One of his current projects involves trying to make rocket propellants burn more efficiently. Specifically, Sippel was looking for a way to make aluminum a more efficient fuel in propellants.
He realized the problem was a bit more complicated than he thought. The answer, he found, is to use nanostructured particles that burst into much smaller particles during combustion.
“So far, we have only developed temperature-sensitive particles,” Sippel says. “It is possible to incorporate other materials into metal particles, possibly making them sensitive to electromagnetic, piezoelectric or other stimuli.”
These particles may enable the development of new energetic materials sensitive to stimuli that haven’t been looked at yet.
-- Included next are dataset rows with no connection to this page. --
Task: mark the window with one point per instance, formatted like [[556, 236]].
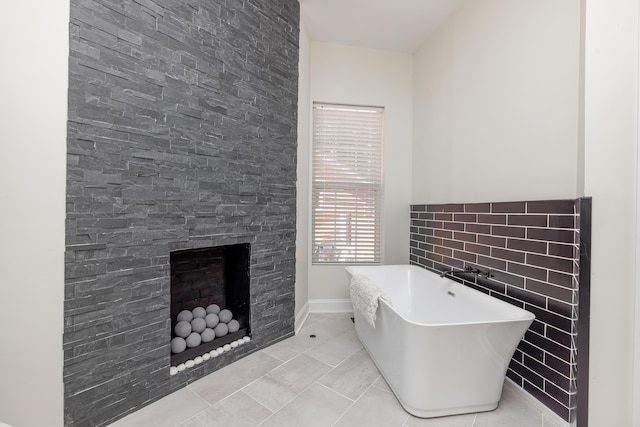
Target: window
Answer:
[[346, 184]]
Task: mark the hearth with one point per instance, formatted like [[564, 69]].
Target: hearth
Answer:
[[209, 301]]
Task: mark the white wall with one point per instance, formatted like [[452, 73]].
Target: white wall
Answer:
[[351, 75], [611, 167], [497, 117], [302, 207], [496, 104], [33, 80]]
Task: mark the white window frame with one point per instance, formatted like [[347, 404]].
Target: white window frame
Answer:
[[347, 184]]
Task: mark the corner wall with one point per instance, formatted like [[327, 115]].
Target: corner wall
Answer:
[[302, 184], [35, 44], [611, 168]]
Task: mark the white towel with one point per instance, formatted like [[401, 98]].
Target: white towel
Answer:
[[364, 296]]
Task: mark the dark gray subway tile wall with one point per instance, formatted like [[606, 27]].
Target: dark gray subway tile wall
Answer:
[[181, 134], [532, 251]]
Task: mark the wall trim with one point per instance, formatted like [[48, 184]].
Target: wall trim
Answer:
[[301, 317], [547, 414], [330, 306]]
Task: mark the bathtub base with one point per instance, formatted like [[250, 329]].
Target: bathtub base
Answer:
[[443, 348], [421, 413]]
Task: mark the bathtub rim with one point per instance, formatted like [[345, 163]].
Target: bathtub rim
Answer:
[[526, 314]]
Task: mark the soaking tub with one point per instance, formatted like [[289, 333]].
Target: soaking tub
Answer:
[[442, 347]]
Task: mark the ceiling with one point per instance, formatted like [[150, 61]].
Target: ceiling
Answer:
[[397, 25]]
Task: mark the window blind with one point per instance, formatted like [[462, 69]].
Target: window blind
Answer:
[[347, 184]]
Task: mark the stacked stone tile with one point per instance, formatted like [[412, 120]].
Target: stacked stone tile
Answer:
[[181, 134]]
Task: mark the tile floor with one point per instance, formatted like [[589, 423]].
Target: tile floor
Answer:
[[324, 381]]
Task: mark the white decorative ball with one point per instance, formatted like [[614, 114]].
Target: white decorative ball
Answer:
[[198, 324], [225, 316], [199, 312], [234, 326], [182, 329], [212, 320], [221, 330], [185, 315], [194, 340], [178, 345], [208, 335], [213, 308]]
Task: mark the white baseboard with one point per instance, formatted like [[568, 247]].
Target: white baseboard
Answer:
[[547, 414], [330, 306], [301, 317]]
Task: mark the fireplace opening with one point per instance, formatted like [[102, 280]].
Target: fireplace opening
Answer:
[[209, 299]]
Though he has produced the nanostructured aluminum particles, Sippel says his work has been mostly fundamental.
As an assistant professor of mechanical engineering, Sippel plans to start new research similar to his current work, with hopes to study the use of hierarchical nanostructured energetic materials in new applications.
“One reason these are really interesting materials is that for those particular applications, the amount of energy you can store in these reactions—between heterogeneous nanostructured materials—is extremely high,” says Sippel.
The heat released from this new material is much higher than that of traditional material like TNT, and Sippel says it “represents a class of material that has unsurpassed potential for heat release.” It also has many applications, including energy storage.
Sippel earned his bachelor’s degree from the University of Kansas, where much of his family attended, and his master’s and Ph.D. from Purdue University, all in mechanical engineering.
He says he knew early on that mechanical engineering was the right choice for him. “From a young age, I had a strong fascination with how things work, and that meant looking inside to see how different components were operating.”